Granny's Notes - the writing of Sue Gerard

Our Hong Kong interpreter said “Who wants...

Our Hong Kong interpreter said “Who wants to go to town to buy a bike bell” “Carpe Diem!” I seized this great opportunity. We had bicycled several days on China’s streets and roads but hadn’t brushed elbows with local people during their precious few hours of leisure.

Mr. Wu set a fast pace as four of us walked several blocks to the shops just before dark. Once there, we stepped around people who gathered on the sidewalk, visiting, smoking and sipping orange soda near the open shops that edged the sidewalk. It was a sort of “happy hour” with orange pop.

This was the first laughing we’d heard in mainland China. The only street light was a single bare bulb of about 75 watts, suspended in the center above intersections. ~The narrow shop fronts were open and light spilled out to the sidewalks from the single fluorescent tubes of their sales rooms. There was almost no street noise except for the passing of two or three loaded trucks.

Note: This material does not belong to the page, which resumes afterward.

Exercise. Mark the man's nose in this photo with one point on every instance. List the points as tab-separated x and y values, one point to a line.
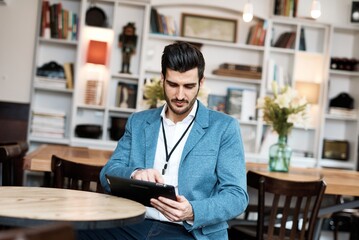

Wu took us directly to the bicycle store and spoke to the clerks about bike bells. When we stopped and asked ourselves, “Is this really a bike shop?” Where were the kids and ladies’ bikes? Stunt bikes, mountain bikes, road bikes? The helmets, shoes and clothes? There were no glass cases, posters, bulletin boards -- not even repair or replacement parts in sight. There was one new tire and a tube or two, rolled up and tied with heavy cord, on the counter. Two women clerks smiled and greeted us. They were wide-eyed as Wu told them we wanted to take bike bells back to America.

One woman brought a bell from under the counter. She was surprised that each of us wanted one. There was no choice of bells; all were the same tone, same size, same everything -- just like the ones we heard on the streets. They cost almost nothing. Two new black bikes stood on their kick stands and we looked for a price tag and found none. Like the thousands men and women rode, they were heavy, black single speeds with strong frames for carrying heavy loads.

Wu said, “One can not just walk in and buy a new bike even if he has the money in his hand. Bikes are scarce and a certificate of permission is required.” A committee interviews the prospective buyer and families with the greatest need get the certificates. Later, Wu told us that “A laborer in China has to work as long to save for a bike as an American has to work to buy a car.” But Chinese people owned no cars.

We examined the two new bikes that stood on their kick stands in the narrow sales room. As we pedaled along, we had seen trucks unloading bike boxes marked with huge black letters, “Made in Taiwan.” We asked Wu, “How could this be since there was no commerce between Taiwan and mainland China?” Wu explained it. “Oh, they don’t buy them from Taiwan. They buy them from the Japanese who buy them from Taiwan.”

In the next block a man squatted, repairing a bike. His wife helped a customer choose a used inner tube with many patches. Limp, worn out tires hung nearby. The couple’s wrist watches were symbols of their affluence!

Suddenly lights went out, shop doors rolled down and suddenly everybody was gone. It was 9 p.m., sharp! We found our way to the hotel in the dark. We had our “sounds of China” and a glimpse of China “at rest.”